DeepSeek-R1 is unusual: it activates only about 37 billion of its 671 billion parameters per token, yet every expert still has to be resident in GPU memory. That makes weight footprint — not attention — the thing that decides your hardware. Multi-head Latent Attention (MLA) compresses the KV cache so aggressively that even very long reasoning traces stay cheap, leaving quantisation and GPU count as the real levers. Use the calculator above to turn your workload into an exact, UK-priced build.
| Precision | GPUs (H200) | VRAM | Throughput | From |
|---|---|---|---|---|
| FP16 | 16× | 1293.3 GiB | 19,926 tok/s | £12,449/mo |
| FP8 | 8× | 655.9 GiB | 19,926 tok/s | £6,321/mo |
| INT4 | 4× | 337.2 GiB | 19,926 tok/s | £3,741/mo |
All figures on this page are indicative estimates for planning only and are subject to change; hardware and throughput vary with configuration and tuning, and any monthly finance figure is subject to credit approval and is not a quotation.
Why MoE weights, not attention, drive the VRAM
R1 routes each token to a small handful of its 256 experts, so compute per token is modest for a model this size. Memory is a different story: because any expert can be selected next, the entire 671B-parameter set must sit in VRAM at once. That is why R1 is a multi-GPU proposition rather than a single-card one, and why the biggest saving on your build comes from precision. Drop from full precision to FP8 or a 4-bit quantisation and the weight footprint — and the GPU count the calculator returns — falls sharply.
MLA makes long context almost free
Most large models pay for context in KV cache that balloons with sequence length and concurrency. DeepSeek-R1 uses Multi-head Latent Attention, which projects keys and values into a compact latent space before caching them, shrinking per-token KV memory to a fraction of a conventional attention model's. The practical upshot: R1's long reasoning chains and large context windows add very little to VRAM. In the sizing above you can push context and simultaneous users hard and watch the weights, not the cache, stay firmly in control of the total.
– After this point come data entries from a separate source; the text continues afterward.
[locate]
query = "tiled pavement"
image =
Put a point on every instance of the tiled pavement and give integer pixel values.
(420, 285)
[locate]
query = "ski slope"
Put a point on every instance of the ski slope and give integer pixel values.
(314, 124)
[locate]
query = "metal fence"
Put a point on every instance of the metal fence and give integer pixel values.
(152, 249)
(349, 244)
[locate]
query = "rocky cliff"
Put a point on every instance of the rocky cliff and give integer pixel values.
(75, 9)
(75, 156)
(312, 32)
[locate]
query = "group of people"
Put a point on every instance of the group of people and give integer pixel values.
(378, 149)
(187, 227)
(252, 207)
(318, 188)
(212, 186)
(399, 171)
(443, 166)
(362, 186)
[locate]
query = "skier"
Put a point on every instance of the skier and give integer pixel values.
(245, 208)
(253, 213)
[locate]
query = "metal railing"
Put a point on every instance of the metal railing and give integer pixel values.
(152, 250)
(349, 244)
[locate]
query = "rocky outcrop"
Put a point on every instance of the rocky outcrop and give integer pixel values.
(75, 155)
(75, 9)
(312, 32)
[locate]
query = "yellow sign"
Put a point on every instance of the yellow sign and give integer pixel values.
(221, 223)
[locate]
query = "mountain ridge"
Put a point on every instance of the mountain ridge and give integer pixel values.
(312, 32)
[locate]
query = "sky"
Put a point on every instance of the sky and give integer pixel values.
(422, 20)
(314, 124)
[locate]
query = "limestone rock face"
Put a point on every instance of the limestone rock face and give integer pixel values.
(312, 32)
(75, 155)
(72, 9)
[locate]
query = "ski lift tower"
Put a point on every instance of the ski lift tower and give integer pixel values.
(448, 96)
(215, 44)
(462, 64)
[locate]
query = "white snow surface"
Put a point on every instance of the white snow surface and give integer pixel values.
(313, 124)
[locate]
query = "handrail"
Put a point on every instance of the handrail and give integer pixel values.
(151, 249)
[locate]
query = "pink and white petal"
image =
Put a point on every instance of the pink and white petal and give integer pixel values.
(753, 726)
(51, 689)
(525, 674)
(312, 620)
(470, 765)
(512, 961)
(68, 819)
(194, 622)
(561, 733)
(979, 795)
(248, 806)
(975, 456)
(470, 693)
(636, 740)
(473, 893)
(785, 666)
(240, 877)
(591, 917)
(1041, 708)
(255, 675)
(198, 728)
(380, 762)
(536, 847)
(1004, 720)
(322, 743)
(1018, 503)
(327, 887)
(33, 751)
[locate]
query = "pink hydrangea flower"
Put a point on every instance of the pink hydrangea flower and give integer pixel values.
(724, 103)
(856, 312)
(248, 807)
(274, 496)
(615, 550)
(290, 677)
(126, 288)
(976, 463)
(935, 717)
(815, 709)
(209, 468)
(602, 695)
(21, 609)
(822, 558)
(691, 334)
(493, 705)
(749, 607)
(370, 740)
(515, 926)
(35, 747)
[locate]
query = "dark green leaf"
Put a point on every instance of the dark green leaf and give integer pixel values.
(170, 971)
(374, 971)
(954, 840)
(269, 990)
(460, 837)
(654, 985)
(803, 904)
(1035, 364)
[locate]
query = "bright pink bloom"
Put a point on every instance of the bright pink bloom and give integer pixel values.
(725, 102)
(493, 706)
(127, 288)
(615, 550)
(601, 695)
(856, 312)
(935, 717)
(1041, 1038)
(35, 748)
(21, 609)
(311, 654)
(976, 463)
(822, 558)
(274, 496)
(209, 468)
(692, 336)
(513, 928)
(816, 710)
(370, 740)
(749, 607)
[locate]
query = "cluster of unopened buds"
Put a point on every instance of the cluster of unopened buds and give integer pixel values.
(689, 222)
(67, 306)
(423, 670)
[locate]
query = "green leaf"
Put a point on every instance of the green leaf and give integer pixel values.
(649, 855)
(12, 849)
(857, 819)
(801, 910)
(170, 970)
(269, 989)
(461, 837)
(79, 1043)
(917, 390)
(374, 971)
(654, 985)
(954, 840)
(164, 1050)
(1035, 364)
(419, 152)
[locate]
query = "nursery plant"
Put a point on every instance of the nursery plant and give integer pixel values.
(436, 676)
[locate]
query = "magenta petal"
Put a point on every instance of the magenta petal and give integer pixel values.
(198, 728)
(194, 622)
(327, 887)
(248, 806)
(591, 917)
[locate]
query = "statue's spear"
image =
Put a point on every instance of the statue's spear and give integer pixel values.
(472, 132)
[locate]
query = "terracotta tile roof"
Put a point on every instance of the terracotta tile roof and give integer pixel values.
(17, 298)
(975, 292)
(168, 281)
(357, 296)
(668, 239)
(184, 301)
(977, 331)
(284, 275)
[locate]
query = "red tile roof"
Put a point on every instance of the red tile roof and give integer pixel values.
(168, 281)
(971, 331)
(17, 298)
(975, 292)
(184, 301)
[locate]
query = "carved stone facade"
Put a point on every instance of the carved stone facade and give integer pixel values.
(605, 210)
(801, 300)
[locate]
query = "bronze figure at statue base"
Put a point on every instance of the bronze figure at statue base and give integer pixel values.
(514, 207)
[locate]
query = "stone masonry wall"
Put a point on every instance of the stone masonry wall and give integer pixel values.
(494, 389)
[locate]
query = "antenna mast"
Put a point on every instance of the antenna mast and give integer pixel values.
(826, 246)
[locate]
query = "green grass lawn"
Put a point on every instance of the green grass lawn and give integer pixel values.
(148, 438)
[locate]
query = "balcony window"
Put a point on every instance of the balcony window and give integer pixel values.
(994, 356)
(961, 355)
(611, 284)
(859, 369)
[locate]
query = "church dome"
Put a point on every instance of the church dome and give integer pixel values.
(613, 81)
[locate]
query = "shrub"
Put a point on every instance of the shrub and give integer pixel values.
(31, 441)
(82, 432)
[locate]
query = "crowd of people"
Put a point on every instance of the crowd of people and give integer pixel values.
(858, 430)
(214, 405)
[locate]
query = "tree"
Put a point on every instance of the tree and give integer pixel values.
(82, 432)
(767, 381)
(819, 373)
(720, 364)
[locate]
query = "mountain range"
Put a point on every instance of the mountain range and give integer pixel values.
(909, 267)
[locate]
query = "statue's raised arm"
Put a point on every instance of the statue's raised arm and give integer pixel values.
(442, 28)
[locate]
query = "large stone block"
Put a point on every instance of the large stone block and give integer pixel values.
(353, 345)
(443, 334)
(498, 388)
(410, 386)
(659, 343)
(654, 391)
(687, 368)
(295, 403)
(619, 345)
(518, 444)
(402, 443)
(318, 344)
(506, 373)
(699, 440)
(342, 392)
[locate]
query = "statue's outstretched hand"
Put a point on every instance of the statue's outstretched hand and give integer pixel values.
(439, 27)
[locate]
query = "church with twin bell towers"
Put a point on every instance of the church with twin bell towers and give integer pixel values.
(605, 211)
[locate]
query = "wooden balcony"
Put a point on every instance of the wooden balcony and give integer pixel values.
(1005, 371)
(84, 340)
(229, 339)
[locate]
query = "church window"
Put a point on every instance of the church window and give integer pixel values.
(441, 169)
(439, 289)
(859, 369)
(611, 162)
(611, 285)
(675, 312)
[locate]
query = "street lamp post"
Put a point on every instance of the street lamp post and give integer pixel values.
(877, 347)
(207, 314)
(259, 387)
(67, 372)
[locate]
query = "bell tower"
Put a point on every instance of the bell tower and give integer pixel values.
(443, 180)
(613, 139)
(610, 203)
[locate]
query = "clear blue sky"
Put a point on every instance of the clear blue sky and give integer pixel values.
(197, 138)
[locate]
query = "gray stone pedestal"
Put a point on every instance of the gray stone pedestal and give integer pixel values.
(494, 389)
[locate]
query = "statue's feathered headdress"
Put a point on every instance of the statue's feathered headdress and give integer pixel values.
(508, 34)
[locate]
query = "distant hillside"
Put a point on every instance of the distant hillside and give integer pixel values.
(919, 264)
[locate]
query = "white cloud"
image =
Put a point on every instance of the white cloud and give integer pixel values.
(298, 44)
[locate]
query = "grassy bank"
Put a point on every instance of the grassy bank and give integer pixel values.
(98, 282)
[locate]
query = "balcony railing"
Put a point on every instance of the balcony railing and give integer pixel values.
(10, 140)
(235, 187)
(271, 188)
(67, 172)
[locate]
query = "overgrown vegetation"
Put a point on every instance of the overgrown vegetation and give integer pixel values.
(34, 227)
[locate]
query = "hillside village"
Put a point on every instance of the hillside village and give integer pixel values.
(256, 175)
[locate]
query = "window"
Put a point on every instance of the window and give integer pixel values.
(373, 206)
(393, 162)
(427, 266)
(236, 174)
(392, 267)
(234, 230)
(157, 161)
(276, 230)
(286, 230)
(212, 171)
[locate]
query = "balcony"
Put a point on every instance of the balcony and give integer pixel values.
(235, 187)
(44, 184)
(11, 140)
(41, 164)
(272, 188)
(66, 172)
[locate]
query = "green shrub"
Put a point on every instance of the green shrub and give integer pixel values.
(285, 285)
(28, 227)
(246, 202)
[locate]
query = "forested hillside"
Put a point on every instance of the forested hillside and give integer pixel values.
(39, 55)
High-VRAM GPUs, NVLink and quantisation
Fitting R1's resident weights favours the largest-memory accelerators — H200-class cards let you span the model across fewer GPUs, which keeps the tensor-parallel shards talking over high-bandwidth NVLink rather than slower fabric. Fewer, fatter GPUs generally beat many small ones for a model that must be sharded whole. Where budget or rack space is tight, aggressive quantisation is the alternative lever, trading a little quality for a dramatically smaller footprint. The calculator shows both routes so you can weigh cards, precision, power and cooling against each other.
FAQs
How much VRAM does DeepSeek-R1 need?
Enough to hold all 671 billion parameters plus a small MLA KV cache and overhead — so it scales with precision, not context. Full precision demands the most memory and the most GPUs; FP8 roughly halves it, and 4-bit quantisation cuts it dramatically. The calculator above shows the exact VRAM and GPU count for your chosen precision, context and concurrency.
Can I run DeepSeek-R1 on a single GPU?
Not at usable precision. Because R1 is a Mixture-of-Experts model, every expert must be resident in VRAM even though only about 37B parameters activate per token, so the full weight set far exceeds any single accelerator. Realistic self-hosting means several high-VRAM GPUs linked over NVLink, or heavy quantisation to shrink the footprint. Enter your requirements above for a concrete build.
Does a long context window make DeepSeek-R1 more expensive to host?
Barely. Multi-head Latent Attention compresses the KV cache into a small latent representation, so R1's memory cost per token of context is far lower than a comparable dense model's. Long reasoning traces and large context windows add little to total VRAM — the model weights dominate. You can raise the context and concurrency in the calculator and see this effect directly in the VRAM breakdown.